Alex Mockford
- Born: Alex Mockford 3 May 1981 (age 45) England
- Height: 1.91 m (6 ft 3 in)
- Weight: 100 kg (15 st 10 lb; 220 lb)

Rugby union career
- Position: Number Eight

Amateur team(s)
- Years: Team / Apps / (Points)
- Sutton and Epsom
- 2006-08: Esher
- Sutton and Epsom

Senior career
- Years: Team / Apps / (Points)
- 1999-2003: Harlequins
- 2003-2004: Pau
- 2004: Glasgow Warriors
- 2005: Bristol

International career
- Years: Team / Apps / (Points)
- England U18
- England U19
- Rugby league career

Playing information
- Position: Back row
Club
| Years | Team | Pld | T | G | FG | P |
| 2006 | Wakefield Trinity | 2 |  |  |  |  |

= Alex Mockford =

Alex Mockford (born 3 May 1981, in England) is a former English rugby union player who played for Glasgow Warriors, Harlequins, Bristol and Pau at the Number Eight position.

==Amateur career==

Mockford started with Sutton and Epsom.

He played with Esher from 2006 to 2008. He later played for Sutton and Epsom again.

==Professional career==

He started with Harlequins in 1999. He stayed with them until 2003.

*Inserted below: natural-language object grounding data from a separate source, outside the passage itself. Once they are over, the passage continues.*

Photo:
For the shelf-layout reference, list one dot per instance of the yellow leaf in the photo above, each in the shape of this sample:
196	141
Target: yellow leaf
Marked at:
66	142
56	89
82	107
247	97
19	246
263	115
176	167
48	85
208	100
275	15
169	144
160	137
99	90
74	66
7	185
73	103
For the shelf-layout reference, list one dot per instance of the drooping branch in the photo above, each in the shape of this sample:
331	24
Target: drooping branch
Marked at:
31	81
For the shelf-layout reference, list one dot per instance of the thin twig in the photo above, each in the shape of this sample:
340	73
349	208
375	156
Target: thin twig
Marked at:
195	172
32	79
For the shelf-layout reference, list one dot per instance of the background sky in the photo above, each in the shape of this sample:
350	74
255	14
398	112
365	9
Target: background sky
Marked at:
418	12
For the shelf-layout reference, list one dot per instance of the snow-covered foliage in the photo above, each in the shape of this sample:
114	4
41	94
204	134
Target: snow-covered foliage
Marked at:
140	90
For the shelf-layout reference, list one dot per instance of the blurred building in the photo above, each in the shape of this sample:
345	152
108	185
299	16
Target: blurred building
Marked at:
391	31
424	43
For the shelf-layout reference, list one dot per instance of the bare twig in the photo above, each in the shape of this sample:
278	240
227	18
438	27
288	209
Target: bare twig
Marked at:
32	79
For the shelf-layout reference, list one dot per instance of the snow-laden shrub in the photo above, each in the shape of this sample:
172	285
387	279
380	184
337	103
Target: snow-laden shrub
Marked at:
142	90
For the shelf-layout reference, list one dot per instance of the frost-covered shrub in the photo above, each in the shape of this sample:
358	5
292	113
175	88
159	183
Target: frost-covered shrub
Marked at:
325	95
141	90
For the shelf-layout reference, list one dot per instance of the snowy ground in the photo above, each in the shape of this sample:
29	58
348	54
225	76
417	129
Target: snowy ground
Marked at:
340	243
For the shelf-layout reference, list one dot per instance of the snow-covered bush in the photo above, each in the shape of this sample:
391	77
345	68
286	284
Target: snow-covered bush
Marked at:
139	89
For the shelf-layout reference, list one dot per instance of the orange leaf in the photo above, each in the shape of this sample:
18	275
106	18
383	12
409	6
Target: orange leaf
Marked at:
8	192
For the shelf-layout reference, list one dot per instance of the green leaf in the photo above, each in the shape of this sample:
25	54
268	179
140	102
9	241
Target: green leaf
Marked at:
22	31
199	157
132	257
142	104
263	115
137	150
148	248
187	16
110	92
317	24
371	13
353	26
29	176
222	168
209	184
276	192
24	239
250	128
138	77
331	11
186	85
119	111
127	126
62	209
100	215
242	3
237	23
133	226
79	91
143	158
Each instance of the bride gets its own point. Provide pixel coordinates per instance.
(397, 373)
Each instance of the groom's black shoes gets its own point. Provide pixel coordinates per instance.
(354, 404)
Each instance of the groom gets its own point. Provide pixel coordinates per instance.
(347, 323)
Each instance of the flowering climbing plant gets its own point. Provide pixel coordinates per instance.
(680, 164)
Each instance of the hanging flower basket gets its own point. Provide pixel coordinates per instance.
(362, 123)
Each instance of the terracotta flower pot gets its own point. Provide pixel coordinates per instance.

Mockford played with Pau in 2003–04. He played 4 matches in the European Challenge Cup for the French side.

Mockford had a trial with Glasgow Warriors in the 2004–05 season. He played a pre-season friendly against Sale Sharks. However during the match Mockford suffered a knee injury which ultimately put paid to his Glasgow ambitions.

The injury, of a cruciate ligament, keep him sidelined from rugby for 10 months. After this lay-off he was taken on by Bristol.

==International career==

Mockford played for England at Under 18 and Under 19 level and for England Students.

==Rugby League==

In 2006 he played a couple of trial matches for Wakefield Trinity Wildcats.

==Outside rugby==

Mockford has now built a career in marketing for the gambling industry.